Светлый фон

Необязательно понимать человека — достаточно ему доверять.

Калеб — мой друг, а сейчас дружба важна, как никогда. Я раздраженно ударил кулаком по стене, а потом ещё раз, и ещё — я бил, пока не стало больно. Город сожрал очередной день.

Вздохнув, я стал складывать карту и вдруг заметил пометку: в районе Верхнего Ист-Сайда был нарисован черным маркером кружок, а рядом кривыми печатными буквами — Калеб был пьян, когда писал — одно-единственное слово: «Мама». Родительский дом!

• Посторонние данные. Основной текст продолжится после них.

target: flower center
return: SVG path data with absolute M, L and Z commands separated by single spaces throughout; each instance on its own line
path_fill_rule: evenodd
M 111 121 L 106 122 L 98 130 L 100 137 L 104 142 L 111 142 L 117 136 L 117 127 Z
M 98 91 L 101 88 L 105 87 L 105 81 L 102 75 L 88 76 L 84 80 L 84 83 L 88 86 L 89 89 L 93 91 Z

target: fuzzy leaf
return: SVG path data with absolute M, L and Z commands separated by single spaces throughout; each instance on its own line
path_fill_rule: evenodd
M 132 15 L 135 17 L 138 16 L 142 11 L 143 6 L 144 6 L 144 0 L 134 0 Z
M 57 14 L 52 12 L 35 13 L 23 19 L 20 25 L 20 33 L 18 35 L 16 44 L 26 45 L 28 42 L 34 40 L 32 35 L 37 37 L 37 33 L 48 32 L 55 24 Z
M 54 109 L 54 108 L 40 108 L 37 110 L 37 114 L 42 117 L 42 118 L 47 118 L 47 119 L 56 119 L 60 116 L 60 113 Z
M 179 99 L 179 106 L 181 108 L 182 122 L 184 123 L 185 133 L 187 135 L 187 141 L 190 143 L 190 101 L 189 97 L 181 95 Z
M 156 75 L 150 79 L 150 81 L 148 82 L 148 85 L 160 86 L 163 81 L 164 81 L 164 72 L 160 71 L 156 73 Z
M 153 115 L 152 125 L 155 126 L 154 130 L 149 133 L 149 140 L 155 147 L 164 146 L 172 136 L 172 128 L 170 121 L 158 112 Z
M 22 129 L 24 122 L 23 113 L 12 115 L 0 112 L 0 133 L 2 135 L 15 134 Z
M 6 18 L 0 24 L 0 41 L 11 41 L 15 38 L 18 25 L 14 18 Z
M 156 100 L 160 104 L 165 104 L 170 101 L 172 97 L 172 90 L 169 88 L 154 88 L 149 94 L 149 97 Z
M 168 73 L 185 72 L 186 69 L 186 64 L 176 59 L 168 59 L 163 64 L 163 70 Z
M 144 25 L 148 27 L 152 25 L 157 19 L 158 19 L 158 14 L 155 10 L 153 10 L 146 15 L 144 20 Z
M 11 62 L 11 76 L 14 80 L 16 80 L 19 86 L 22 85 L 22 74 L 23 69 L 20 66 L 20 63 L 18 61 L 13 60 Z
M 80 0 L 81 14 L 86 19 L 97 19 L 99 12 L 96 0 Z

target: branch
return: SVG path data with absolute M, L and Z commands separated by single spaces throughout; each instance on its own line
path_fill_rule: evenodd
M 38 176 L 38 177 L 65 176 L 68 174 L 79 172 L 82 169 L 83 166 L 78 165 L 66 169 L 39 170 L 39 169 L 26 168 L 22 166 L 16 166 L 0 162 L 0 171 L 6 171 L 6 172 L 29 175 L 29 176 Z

Озираясь по сторонам, я шёл на север, туда, где жила семья Калеба. Ветра не было, и ночную улицу наполняли звуки, которых я раньше не замечал: вот зашуршал, сползая, какой-то обломок в общей куче, вот треснул под ногой кусок кровли.

Отсюда было недалеко до здания ООН: вполне возможно, оно разрушено или выжжено изнутри, как другие. Там не осталось никого из тех, с кем я познакомился в лагере. А может, кто-нибудь остался: мертвый, искалеченный, окоченевший — так ещё хуже. Мне хотелось помнить это место и связанных с ним людей такими, какими я помнил их сейчас. Так Калеб помнил родителей. Получается, я заставил его думать о них, заставил идти проверять, что с ними случилось? А что с ним будет после того, как он все увидит? Реальность вокруг нас страшнее самого изощренного вымысла.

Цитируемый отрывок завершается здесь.